O texto apresentado é obtido de forma automática, não levando em conta elementos gráficos e podendo conter erros. Se encontrar algum erro, por favor informe os serviços através da página de contactos.
Página 1

APPENDICE A SESSÃO N.° 48 DE 20 DE MARÇO PE 1896 748-A

Discurso do sr. deputado Dias Ferreira que devia ler-se a pag. 748 da sessão de 20 de março

O sr. Dias Ferreira: - O artigo 13.° do projecto da illustre commissão de legislação, que esta sujeito ao exame da camara, representa, na sua essencia, nas suas linhas geraes, e nos seus intuitos fundamentaes, nada mais e nada menos do que a obrigação para o condemnado, a quem não forem encontrados bens sufficientes para pagar as custas, de pagal-as com o corpo na cadeia.

É ao que se reduz toda a economia do projecto. O seu objectivo e o seu fim é destruir uma garantia liberal que estava reconhecida expressamente no decreto de 15 de setembro de 1892, e que já antes disso poderia considerar-se fundada no codigo do processo civil.

Ha mais de um século que fóra abolida entre nós a prisão por dividas, que alias ainda subsiste nas leis de povos bem adiantados na carreira da civilisação Nenhum povo nos precedeu a nós no amor a liberdade.

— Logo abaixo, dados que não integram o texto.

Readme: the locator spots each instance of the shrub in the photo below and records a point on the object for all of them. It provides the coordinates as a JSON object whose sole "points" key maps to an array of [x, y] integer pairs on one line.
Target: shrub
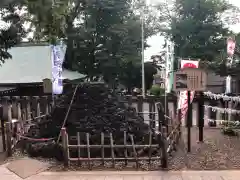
{"points": [[156, 90]]}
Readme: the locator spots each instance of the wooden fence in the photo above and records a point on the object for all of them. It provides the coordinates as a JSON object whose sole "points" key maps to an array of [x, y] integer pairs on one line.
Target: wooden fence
{"points": [[167, 131], [18, 114]]}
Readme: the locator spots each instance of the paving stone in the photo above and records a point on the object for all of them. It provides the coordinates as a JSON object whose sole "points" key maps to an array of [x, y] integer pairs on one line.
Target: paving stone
{"points": [[27, 167]]}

Quem quizer encontrar verdadeiros monumentos de disposições liberaes, póde percorrer a nossa legislação, tanto nova como velha.

Ainda no regimen absoluto, em que as instituições politicas pendiam para o despotismo, havia capitulos de direito particular eminentemente liberaes.

Bem discutido foi em 1865 o novo regimen do casamento civil, quando na nossa legislação velha tinhamos já disposições bem mais avançadas sobre este contrato fundamental da sociedade civil.

Levantava-se em 1865 fortissima opposição ao preceito liberal do ensamento civil, quando havia tres seculos estava escripto nas nossas leis que a convivencia de homem e de mulher durante certo tempo em casa tenda e manteuda, e em publica voz e fama de marido e mulher, era o bastante para a communhão dos bens e para a legitimidade da prole.

Considero muito a legislação dos paizes estrangeiros. Mas em nenhuma encontro exemplos mais frisantes de instituições liberaes de que em Portugal, tanto no novo como no antigo regimen.

Em materia de leis prefiro aos monumentos estrangeiros os monumentos nacionaes, quando houver de invocar auctoridades, posto que eu prefira a auctoridade das rasões ás rasões da auctoridade.

Dos treze artigos em que se divide o projecto, só um o define e o caracterisa, que é o da remissão das custas com o corpo na cadeia.

Os outros verdadeiramente, ou estavam na legislação anterior, ou nos principios de direito; e, se algum artigo foi introduzido de novo, e em contrario do disposto no decreto de 15 de setembro de 1892, significa, ou uma inutilidade, ou offensa aberta ás liberdades individuaes dos cidadãos.

Para que era necessario, por exemplo, consignar no projecto que ao juiz de direito compete julgar subsistente o corpo do delicto?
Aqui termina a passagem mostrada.